The villain of the episode is a former, er, flame of Firestar who blames her for the accident that burned half his body (astonishingly not actually her fault) and forced him to replace most of himself with machinery and become the cyborg known as Cyberiad. Even with such a ridiculous villain, I couldn’t get enough of the episode, which also must have served as my introduction to Kitty Pryde as a character, now that I think about it.
“The Mutant Agenda”/”Mutants Revenge” – Spider-Man: The Animated Series
As a kid, this felt like the biggest crossover before I finally got Freddy vs. Jason. As a regular Saturday morning viewer of both shows and a diehard fan, I remember the premiere of the two-parter as a genuine television event. It’s also amazing that the X-Men would appear on Spider-Man’s show rather than the other way around, as the episodes brought in the full roster of X-Men’s voice cast. But the story uniting them felt organic. Both X-Men and Spider-Man were great at telling season-long stories and this whole season of Spider-Man revolved around Spidey’s ongoing mutation and his race to get a grasp on it.

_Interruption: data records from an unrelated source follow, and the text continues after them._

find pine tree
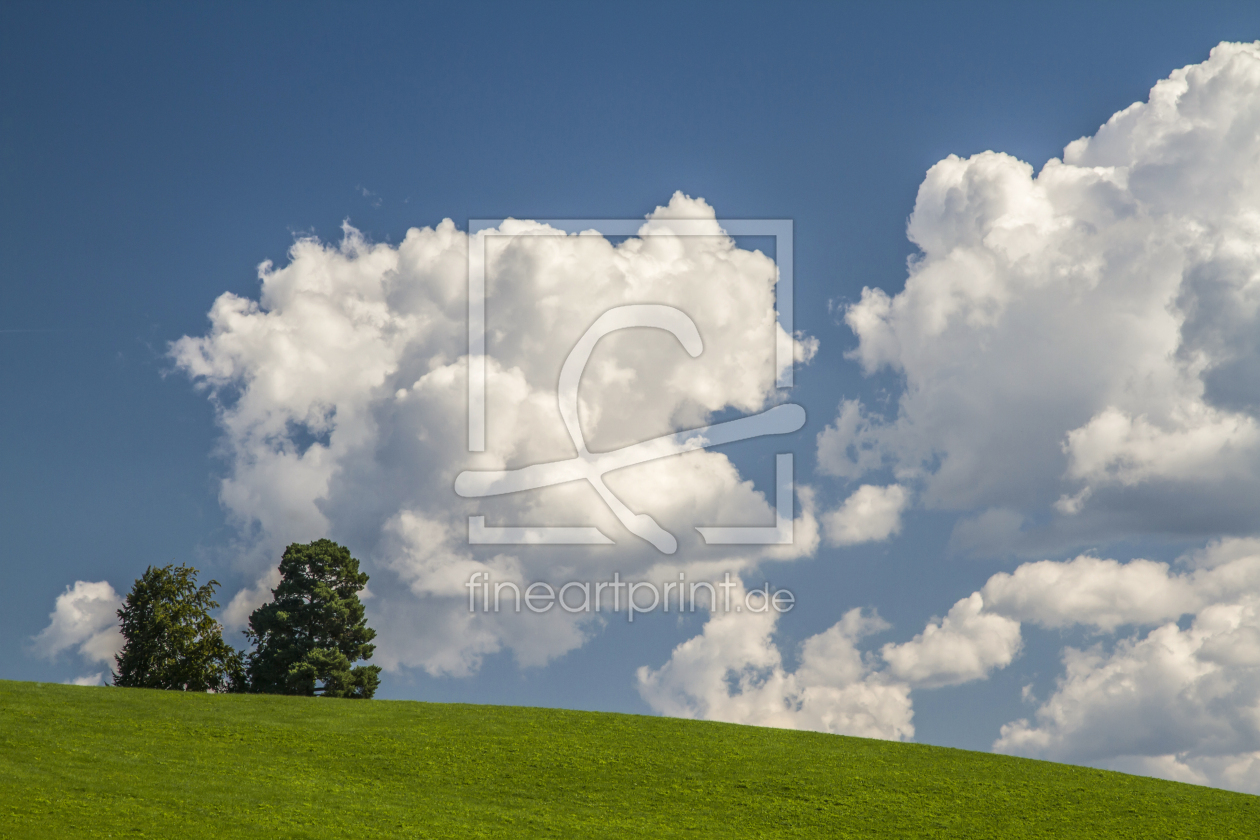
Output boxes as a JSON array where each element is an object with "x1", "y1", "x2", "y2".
[
  {"x1": 113, "y1": 564, "x2": 244, "y2": 691},
  {"x1": 246, "y1": 539, "x2": 381, "y2": 699}
]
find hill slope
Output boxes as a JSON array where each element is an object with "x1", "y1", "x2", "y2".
[{"x1": 0, "y1": 680, "x2": 1256, "y2": 838}]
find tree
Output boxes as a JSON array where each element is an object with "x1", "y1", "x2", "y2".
[
  {"x1": 246, "y1": 539, "x2": 381, "y2": 699},
  {"x1": 113, "y1": 564, "x2": 244, "y2": 692}
]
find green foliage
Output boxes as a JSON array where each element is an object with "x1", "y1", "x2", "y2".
[
  {"x1": 113, "y1": 564, "x2": 244, "y2": 692},
  {"x1": 2, "y1": 680, "x2": 1257, "y2": 839},
  {"x1": 246, "y1": 539, "x2": 380, "y2": 698}
]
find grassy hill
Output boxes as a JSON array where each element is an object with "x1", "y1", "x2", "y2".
[{"x1": 0, "y1": 680, "x2": 1256, "y2": 838}]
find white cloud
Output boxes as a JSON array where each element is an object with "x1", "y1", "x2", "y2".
[
  {"x1": 173, "y1": 192, "x2": 818, "y2": 676},
  {"x1": 638, "y1": 585, "x2": 1022, "y2": 737},
  {"x1": 981, "y1": 555, "x2": 1202, "y2": 633},
  {"x1": 815, "y1": 400, "x2": 886, "y2": 480},
  {"x1": 221, "y1": 566, "x2": 281, "y2": 632},
  {"x1": 637, "y1": 586, "x2": 914, "y2": 740},
  {"x1": 799, "y1": 48, "x2": 1260, "y2": 790},
  {"x1": 881, "y1": 593, "x2": 1022, "y2": 688},
  {"x1": 811, "y1": 41, "x2": 1260, "y2": 793},
  {"x1": 31, "y1": 581, "x2": 123, "y2": 667},
  {"x1": 638, "y1": 534, "x2": 1260, "y2": 792},
  {"x1": 822, "y1": 483, "x2": 908, "y2": 546},
  {"x1": 1063, "y1": 406, "x2": 1260, "y2": 487},
  {"x1": 994, "y1": 604, "x2": 1260, "y2": 794},
  {"x1": 818, "y1": 41, "x2": 1260, "y2": 551},
  {"x1": 973, "y1": 539, "x2": 1260, "y2": 793}
]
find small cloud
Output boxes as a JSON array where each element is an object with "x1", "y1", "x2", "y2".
[
  {"x1": 221, "y1": 566, "x2": 281, "y2": 632},
  {"x1": 823, "y1": 484, "x2": 909, "y2": 546},
  {"x1": 1054, "y1": 487, "x2": 1092, "y2": 516},
  {"x1": 31, "y1": 580, "x2": 123, "y2": 665}
]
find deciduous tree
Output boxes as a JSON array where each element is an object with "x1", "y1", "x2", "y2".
[{"x1": 113, "y1": 564, "x2": 244, "y2": 691}]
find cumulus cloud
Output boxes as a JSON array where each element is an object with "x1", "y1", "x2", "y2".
[
  {"x1": 731, "y1": 532, "x2": 1257, "y2": 791},
  {"x1": 798, "y1": 45, "x2": 1260, "y2": 790},
  {"x1": 981, "y1": 555, "x2": 1202, "y2": 632},
  {"x1": 638, "y1": 585, "x2": 1020, "y2": 736},
  {"x1": 637, "y1": 587, "x2": 914, "y2": 740},
  {"x1": 881, "y1": 593, "x2": 1022, "y2": 688},
  {"x1": 818, "y1": 41, "x2": 1260, "y2": 552},
  {"x1": 982, "y1": 539, "x2": 1260, "y2": 792},
  {"x1": 994, "y1": 604, "x2": 1260, "y2": 794},
  {"x1": 31, "y1": 581, "x2": 123, "y2": 667},
  {"x1": 822, "y1": 483, "x2": 908, "y2": 546},
  {"x1": 173, "y1": 192, "x2": 818, "y2": 676},
  {"x1": 637, "y1": 531, "x2": 1260, "y2": 793}
]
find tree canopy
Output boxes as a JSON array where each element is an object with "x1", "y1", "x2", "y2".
[
  {"x1": 246, "y1": 539, "x2": 381, "y2": 699},
  {"x1": 113, "y1": 564, "x2": 244, "y2": 692}
]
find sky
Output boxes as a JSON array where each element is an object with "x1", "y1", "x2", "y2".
[{"x1": 6, "y1": 0, "x2": 1260, "y2": 793}]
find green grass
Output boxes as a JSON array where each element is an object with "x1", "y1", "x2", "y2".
[{"x1": 0, "y1": 680, "x2": 1256, "y2": 838}]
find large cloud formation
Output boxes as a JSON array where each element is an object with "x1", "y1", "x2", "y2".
[
  {"x1": 790, "y1": 41, "x2": 1260, "y2": 792},
  {"x1": 820, "y1": 40, "x2": 1260, "y2": 553},
  {"x1": 168, "y1": 194, "x2": 821, "y2": 678}
]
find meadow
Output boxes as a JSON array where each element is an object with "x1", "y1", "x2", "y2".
[{"x1": 1, "y1": 679, "x2": 1255, "y2": 838}]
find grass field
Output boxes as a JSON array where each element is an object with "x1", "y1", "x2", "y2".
[{"x1": 1, "y1": 680, "x2": 1256, "y2": 838}]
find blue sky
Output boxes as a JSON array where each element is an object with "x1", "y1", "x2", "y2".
[{"x1": 6, "y1": 1, "x2": 1260, "y2": 791}]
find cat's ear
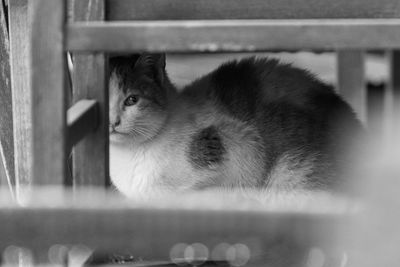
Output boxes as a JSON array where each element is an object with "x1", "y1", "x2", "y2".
[
  {"x1": 109, "y1": 54, "x2": 140, "y2": 74},
  {"x1": 108, "y1": 56, "x2": 126, "y2": 73},
  {"x1": 135, "y1": 53, "x2": 166, "y2": 85}
]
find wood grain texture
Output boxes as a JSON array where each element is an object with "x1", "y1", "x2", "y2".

Through his meeting with the X-Men, he first confronts the possibility that his Fly-like transformation into a spider might not be cured and has to question how he’ll live with that. Watching Spider-Man as I saw him every week interact with the X-Men as I knew them and loved them was astonishing to me. Hearing his voice bounce off of theirs, it was something that even as a youngster I couldn’t believe I was actually getting the chance to absorb.
The cherry on top of the whole crossover, though, is definitely David Warner as a scientist obsessed with mutation, who seeks to kill off mutants but instead winds up turning himself into one. Warner’s character, Herbert Landon, would go on to become a reoccurring antagonist on the show.